Docker hands-on, Nov 9-10, 2015 (intermediate)¶
Host: C. Titus Brown
Please contact Jessica Mizzi with any questions.
When: Nov 9-10, 2015
Times: 9:15am-4:30pm, both days; people are welcome to drop in when they can.
Where: TBD, but on UC Davis campus somewhere.
Cost: there is no fee.
This workshop is open to everyone, including graduate students, postdocs, staff, faculty, and community members.
Please **REGISTER HERE** if you’re planning on attending any part of this workshop - there are space limits on the room, and this will help us plan coffee as well.
Materials and links from the workshop will be posted to the workshop-specific Hackpad.
Schedule¶
- Monday, 9:15am-noon: Docker overview and introduction.

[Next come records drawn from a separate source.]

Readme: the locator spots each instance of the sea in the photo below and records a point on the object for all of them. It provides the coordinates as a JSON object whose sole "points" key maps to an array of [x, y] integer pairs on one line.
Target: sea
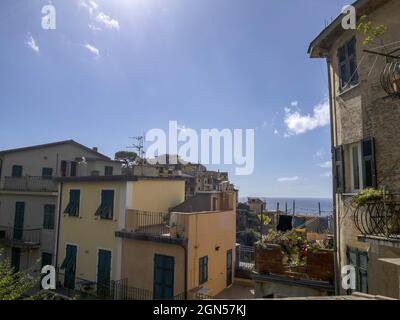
{"points": [[303, 206]]}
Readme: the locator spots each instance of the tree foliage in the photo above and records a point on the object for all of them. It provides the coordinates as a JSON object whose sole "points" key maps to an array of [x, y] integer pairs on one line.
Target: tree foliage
{"points": [[127, 157]]}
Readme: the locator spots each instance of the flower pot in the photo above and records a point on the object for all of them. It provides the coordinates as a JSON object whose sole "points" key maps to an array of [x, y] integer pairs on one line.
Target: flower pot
{"points": [[269, 259], [320, 265], [396, 85]]}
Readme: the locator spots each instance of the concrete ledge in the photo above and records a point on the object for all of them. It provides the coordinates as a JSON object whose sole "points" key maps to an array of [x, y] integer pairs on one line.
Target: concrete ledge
{"points": [[295, 282], [380, 240], [150, 237]]}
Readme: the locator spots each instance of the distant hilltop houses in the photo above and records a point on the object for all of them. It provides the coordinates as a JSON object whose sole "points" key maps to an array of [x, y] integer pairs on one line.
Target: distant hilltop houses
{"points": [[101, 222]]}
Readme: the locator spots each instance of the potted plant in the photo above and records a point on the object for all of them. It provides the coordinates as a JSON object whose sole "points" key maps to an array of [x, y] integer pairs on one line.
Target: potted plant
{"points": [[367, 195]]}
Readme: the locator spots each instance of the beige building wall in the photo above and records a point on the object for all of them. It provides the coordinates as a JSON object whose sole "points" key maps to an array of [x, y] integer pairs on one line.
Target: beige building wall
{"points": [[155, 195], [138, 263], [91, 233], [359, 113], [211, 234]]}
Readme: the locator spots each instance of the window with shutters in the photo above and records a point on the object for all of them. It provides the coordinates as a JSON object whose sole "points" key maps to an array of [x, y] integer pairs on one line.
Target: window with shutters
{"points": [[356, 167], [47, 173], [49, 213], [203, 270], [359, 260], [73, 171], [347, 58], [108, 171], [339, 180], [16, 171], [368, 162], [47, 259], [72, 208], [106, 208]]}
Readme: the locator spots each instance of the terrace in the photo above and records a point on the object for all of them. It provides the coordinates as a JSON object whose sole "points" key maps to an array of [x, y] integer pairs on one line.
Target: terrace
{"points": [[378, 220], [30, 184], [20, 238]]}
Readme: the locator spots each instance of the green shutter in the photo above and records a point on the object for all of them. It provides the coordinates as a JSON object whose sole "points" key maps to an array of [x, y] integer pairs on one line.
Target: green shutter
{"points": [[16, 171], [47, 259], [73, 206], [339, 173], [15, 258], [368, 163], [203, 270], [49, 213], [106, 208]]}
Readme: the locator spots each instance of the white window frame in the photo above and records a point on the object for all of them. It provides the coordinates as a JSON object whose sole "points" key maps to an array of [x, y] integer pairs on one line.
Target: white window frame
{"points": [[360, 171]]}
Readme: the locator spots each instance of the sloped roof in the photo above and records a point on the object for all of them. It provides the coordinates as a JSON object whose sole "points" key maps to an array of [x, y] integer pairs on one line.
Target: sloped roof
{"points": [[320, 45], [53, 144]]}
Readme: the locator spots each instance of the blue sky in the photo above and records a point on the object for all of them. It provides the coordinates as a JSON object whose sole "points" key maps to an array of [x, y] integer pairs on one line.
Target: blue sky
{"points": [[115, 69]]}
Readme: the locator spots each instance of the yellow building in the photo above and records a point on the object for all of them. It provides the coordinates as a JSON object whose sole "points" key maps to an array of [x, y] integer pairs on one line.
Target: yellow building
{"points": [[133, 237]]}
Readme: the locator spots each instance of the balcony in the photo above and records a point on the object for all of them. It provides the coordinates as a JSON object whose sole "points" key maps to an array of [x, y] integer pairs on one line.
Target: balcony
{"points": [[28, 183], [21, 238], [379, 221], [153, 226]]}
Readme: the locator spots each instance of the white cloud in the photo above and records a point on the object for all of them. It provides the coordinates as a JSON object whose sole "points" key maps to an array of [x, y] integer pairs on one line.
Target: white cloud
{"points": [[93, 50], [31, 43], [288, 179], [89, 5], [93, 27], [298, 124], [100, 17], [326, 165], [320, 154], [326, 174], [107, 21]]}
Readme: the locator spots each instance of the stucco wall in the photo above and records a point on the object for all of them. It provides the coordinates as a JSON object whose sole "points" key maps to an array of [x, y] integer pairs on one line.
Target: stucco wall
{"points": [[271, 289], [359, 113], [138, 263], [90, 233], [33, 218], [156, 195]]}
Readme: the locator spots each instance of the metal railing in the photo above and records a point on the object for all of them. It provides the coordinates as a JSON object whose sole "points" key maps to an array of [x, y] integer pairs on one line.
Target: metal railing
{"points": [[154, 223], [245, 259], [28, 183], [379, 218], [18, 235], [121, 291]]}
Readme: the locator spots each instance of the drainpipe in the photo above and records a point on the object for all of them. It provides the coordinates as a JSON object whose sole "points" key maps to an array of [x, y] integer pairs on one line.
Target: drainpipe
{"points": [[58, 223], [185, 249], [336, 266]]}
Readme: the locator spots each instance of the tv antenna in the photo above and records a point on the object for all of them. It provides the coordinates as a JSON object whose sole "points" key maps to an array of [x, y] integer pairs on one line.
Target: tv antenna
{"points": [[138, 145]]}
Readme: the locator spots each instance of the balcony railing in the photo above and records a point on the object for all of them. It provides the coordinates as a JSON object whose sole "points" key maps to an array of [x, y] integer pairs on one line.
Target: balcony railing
{"points": [[113, 290], [245, 258], [22, 237], [28, 183], [379, 218], [147, 222]]}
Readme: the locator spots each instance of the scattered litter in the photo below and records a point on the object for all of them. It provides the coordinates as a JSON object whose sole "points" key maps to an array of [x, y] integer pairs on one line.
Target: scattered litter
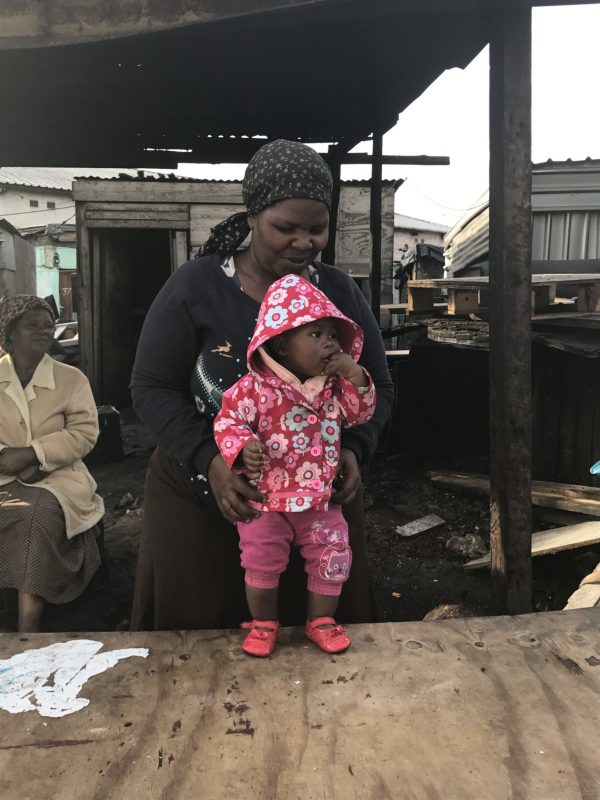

Past workshop materials
- Monday, 1:30pm-3pm: Introduction to bioboxes. Michael Barton will walk us through the bioboxes ecosystem.
- The rest of the workshop is unstructured, allowing people to drop in when they have time. We will be covering the planned activities list above depending on the interests of people present. Please come by if you are interested!
Description¶
This two-day workshop is for exploring the use of Docker containers for running, wrapping, distributing, and publishing scientific workflows. Docker containers provide a lightweight computational framework for all of these things, and we intend that this workshop will provide a friendly and welcoming environment for trying it out.
People new to docker are welcome to attend! We do suggest that attendees have some familiarity with the UNIX command line.
Planned activities:
- Monday morning will start with an introduction to Docker, using the Amazon cloud to provide a consistent computing environment. You can find the lesson we’ll use, here. People who can’t make Monday morning can run through the tutorial on their own, later, and we’re happy to help!
- We’ll provide “challenge exercises” for people who want to play with Docker themselves.
- We’re particularly interested in trying out mybinder.org, which takes a git repo and turns it into a running data analysis environment.
- We’d like to explore data volumes and the use of Docker for data-intensive research.
- We’d also like to gain some experience with people installing Docker locally on their Windows and Mac laptops.
- Bioboxes looks interesting and we plan to play with it!
- Note this simultaneous workshop in England, the “Bio in Docker” workshop!
Some reading:
- An introduction to Docker for reproducible research, Carl Boettiger, 2015.
- Bioboxes, Belmann et al., 2015.
- The impact of Docker containers on the performance of genomic pipelines, Di Tommaso et al., 2015.
- Integrating Containers into Workflows: A Case Study Using Makeflow, Work Queue, and Docker, Zheng and Thain, 2015.
- Reproducibility in Science - Nextflow meets Docker, Maria Chatzou, 2014.